Não, sequer me animo a repudiar a pregação doutrinária que absorve a antes credibilizada Fundação Alexandre de Gusmão, agora cenário de delírios ideológicos de youtubers e twiteiros, instrumentos hoje de bajulações incabidas do Chanceler ao Presidente.
Não, tampouco me atrevo a imaginar fazer retornar o agora insepulto Barão do Rio Branco à austeridade de definidor das fronteiras do Brasil, o que pude comprovar na Escola Superior de Guerra, quando o aclamamos há poucos anos como um dos cinco inventores do Brasil.
Nossa possível sorte é que, acredito, tenha o Chefe da Nação um possível núcleo pensante para o Brasil: uma elite de generais bem formados em academias e até política externa (essa elite existe sim). Que poderá ajudar a tirar este país dos gravíssimos erros diplomáticos do Itamaraty, uma arapuca, somente admissíveis por gestões erráticas de Banana Republics, bem antiguinhas e caricaturais dos anos 40.
O bisonho Chanceler parece não se dar conta de que o jogo internacional praticado por adultos exige confidencialidade e artimanhas, sutilezas e discrição. Até silêncios.
Finalmente não tenho sequer coragem de abordar a última (e repelente) declaração pública do Chanceler – que parece usar fraldas e nunca ter ouvido falar do que seja a solenidade de um fraque – de que não vê problema em o Brasil se tornar pária internacional. Uma consequência imediata dos descaminhos sofridos por suas maluquices contra os interesses nacionais nesses últimos tempos. Embora ele será um pária sim. Mas a consagrada diplomacia brasileira hoje em declínio, jamais.
Fico a refletir como meus antigos colegas da Escola Superior de Guerra, inclusive intelectuais de procedências as mais diversas, estarão “a se por escarlates de vergonha”, como apregoava Eça de Queiroz ao se referir à asneiras cavalares de politiqueiros do século XIX.

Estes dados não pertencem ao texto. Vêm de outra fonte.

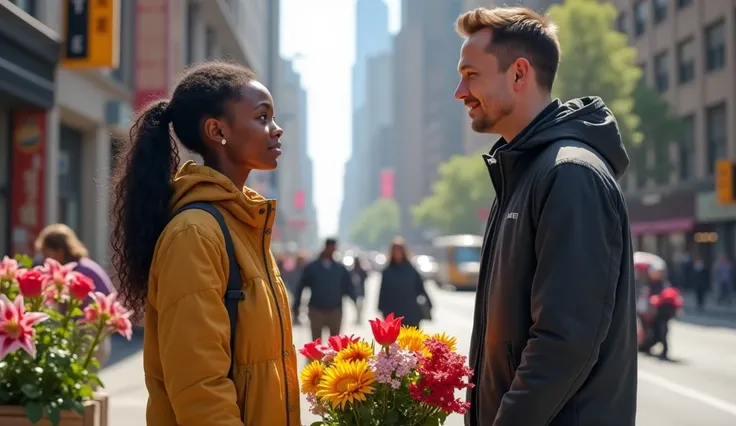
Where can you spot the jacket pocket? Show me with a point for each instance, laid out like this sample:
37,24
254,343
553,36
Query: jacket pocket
511,361
242,382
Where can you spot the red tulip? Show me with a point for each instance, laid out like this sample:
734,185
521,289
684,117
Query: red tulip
31,282
80,285
339,343
386,332
315,351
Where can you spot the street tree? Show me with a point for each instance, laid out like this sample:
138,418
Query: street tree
659,126
597,60
377,224
463,189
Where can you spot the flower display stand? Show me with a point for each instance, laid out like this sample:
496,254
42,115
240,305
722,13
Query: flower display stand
15,416
102,399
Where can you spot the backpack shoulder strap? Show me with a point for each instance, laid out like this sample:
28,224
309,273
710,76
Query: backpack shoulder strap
234,292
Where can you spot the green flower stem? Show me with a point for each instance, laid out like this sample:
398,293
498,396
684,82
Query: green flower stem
95,341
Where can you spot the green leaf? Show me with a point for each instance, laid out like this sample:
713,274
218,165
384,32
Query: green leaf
34,411
30,390
77,406
86,391
53,412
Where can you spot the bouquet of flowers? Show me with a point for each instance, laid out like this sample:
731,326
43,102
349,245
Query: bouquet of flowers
48,337
403,377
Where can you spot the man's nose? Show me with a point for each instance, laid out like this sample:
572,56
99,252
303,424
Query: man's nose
461,92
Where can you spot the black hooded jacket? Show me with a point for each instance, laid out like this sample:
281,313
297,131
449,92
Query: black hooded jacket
554,339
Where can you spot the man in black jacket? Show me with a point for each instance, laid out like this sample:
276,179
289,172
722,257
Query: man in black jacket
328,281
554,339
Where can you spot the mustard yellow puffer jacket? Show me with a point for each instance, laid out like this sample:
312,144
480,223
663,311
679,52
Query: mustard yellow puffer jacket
187,339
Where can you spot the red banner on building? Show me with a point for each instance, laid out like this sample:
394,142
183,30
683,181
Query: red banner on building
387,184
28,179
152,51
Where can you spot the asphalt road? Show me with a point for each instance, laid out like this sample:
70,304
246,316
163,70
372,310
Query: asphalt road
697,388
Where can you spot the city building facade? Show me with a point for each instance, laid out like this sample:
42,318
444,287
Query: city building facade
687,51
87,101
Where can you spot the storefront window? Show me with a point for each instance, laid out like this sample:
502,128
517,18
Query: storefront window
70,177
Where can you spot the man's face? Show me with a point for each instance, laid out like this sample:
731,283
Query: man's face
486,91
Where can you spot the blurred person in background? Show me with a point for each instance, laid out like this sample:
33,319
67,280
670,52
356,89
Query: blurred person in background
175,266
723,276
402,288
60,242
554,340
293,277
328,281
358,275
701,278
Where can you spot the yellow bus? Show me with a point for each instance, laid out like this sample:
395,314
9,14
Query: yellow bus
458,259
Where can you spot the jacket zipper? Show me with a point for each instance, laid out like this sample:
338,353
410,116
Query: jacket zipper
278,310
495,220
512,363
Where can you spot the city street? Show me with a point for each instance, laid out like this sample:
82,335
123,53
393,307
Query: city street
697,388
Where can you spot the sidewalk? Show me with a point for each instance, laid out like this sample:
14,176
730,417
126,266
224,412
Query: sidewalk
712,309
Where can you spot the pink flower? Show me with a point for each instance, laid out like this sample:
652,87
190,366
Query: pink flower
108,310
31,282
8,268
80,285
16,326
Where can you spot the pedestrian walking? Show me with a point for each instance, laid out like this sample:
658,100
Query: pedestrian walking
402,288
192,250
328,281
59,242
554,339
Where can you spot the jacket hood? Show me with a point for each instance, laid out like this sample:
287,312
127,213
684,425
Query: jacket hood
586,120
194,183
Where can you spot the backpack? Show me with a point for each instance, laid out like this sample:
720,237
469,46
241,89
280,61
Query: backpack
234,292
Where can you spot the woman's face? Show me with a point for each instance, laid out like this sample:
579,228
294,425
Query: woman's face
251,133
397,254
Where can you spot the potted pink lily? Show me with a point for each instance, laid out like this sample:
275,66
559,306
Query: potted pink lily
48,341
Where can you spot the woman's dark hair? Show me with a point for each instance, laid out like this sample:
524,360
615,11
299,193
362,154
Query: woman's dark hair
142,182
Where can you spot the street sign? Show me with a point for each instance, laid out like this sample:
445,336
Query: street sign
725,181
92,34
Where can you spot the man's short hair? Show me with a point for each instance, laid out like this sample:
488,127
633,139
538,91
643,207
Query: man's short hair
517,32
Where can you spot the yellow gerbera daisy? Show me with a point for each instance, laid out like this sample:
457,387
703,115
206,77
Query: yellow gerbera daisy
357,351
311,376
346,382
450,341
412,339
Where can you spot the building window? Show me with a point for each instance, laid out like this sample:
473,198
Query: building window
643,68
660,10
715,47
28,6
662,71
686,61
622,23
640,18
210,43
715,128
686,148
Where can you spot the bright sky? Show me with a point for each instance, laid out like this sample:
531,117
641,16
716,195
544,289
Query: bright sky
322,33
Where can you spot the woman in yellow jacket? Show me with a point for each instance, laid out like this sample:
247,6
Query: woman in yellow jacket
175,265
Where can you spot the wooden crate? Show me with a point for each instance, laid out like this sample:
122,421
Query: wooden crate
103,400
15,416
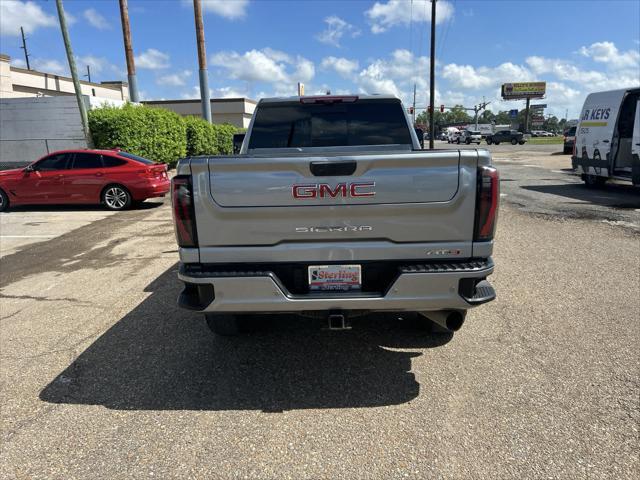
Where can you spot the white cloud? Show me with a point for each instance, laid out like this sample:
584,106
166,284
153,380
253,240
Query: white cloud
590,79
342,66
383,16
465,76
395,75
152,59
29,15
50,66
305,70
96,20
228,92
230,9
98,65
177,79
607,52
266,65
336,29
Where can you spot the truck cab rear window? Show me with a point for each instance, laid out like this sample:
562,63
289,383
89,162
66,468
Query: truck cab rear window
284,125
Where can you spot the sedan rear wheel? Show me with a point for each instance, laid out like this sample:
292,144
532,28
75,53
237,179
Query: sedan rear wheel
4,201
116,197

Não, nada disso tudo esboçado acima, apenas esboçado, me movimenta a desabafar aqui. O que me estimula a bramir indignação agora é o desrespeito que Ernesto Araújo desferiu contra o poeta e diplomata João Cabral de Mello Neto, ao discursar na formatura dos novos integrantes da diplomacia pelo Instituto Rio Branco, que escolheram um dos mais altos brasileiros do século XX como seu patrono, exatamente João Cabral, acusado de militante comunista e inimigo do seu próprio país. Logo ele, a mais refinada flor de Pernambuco e de seus sertões profundos. Até de climatista (?) e de iluminista (?) Cabral foi batizado. Para incompreensão geral.
O insulto a um dos mais universais poetas do Brasil, tal como seu colega e amigo Vinicius de Moraes, agora consagrado pela nova encíclica do Papa Francisco, tirou os pés do meu chão. E me nocauteou, como a todos os escritores do país. Porque, se Vinicius foi citado pelo “Samba da Benção”, João Cabral poderia ser citado na mesma encíclica por “Morte e Vida Severina”, cujo poema musicado por um Chico Buarque de 20 anos exala solidariedade e aflição aos brasileiros despossuídos e com fome, em busca de um palmo de terra ao menos para enterrar seus restos mortais.
O insulto, na verdade, atinge à toda nossa literatura mais credenciada, estende-se a todas as gerações de diplomatas que se formaram pelo Instituto Rio Branco, e culmina na grosseria aos jovens diplomatas que o escolheram patrono da turma de 2020. Realço, contudo, que o exótico Chanceler de Fraldas perpetrou supremo insulto ao se autointitular poeta, apenas para desrespeitar João Cabral. Tudo, menos isso.
Eu fiquei amigo do escritor desde seu histórico depoimento para o Museu da Imagem e do Som em 1967. E pude comprovar quando hóspede dele no Consulado em Barcelona que Cabral andou a dois passos de ser Prêmio Nobel de Literatura. Indicado que foi também pelo fortíssimo prestígio da Espanha de Cervantes nos meios literários. Mas, em especial, por seus amigos-irmãos, os pintores Juan Miró, Tápies, Juan Ponç, bem como seu grupo Avant-Garde Dau Al Set, além do celebrado escritor catalão Juan Brossa.
“O amor comeu meu nome, meu retrato / O amor comeu meus cartões de visita… / O amor comeu meus remédios, meu inverno, meu verão / Comeu meus silêncios, minha dor de cabeça / O meu medo da morte…”. (J. Cabral de Mello Neto)
RICARDO CRAVO ALBIN – Jornalista, Escritor, Radialista, Pesquisador, Musicólogo, Historiador de MPB, Presidente do PEN Clube do Brasil, Presidente do Instituto Cultural Cravo Albin, Colunista e Membro do Conselho Editorial do jornal Tribuna da Imprensa Livre.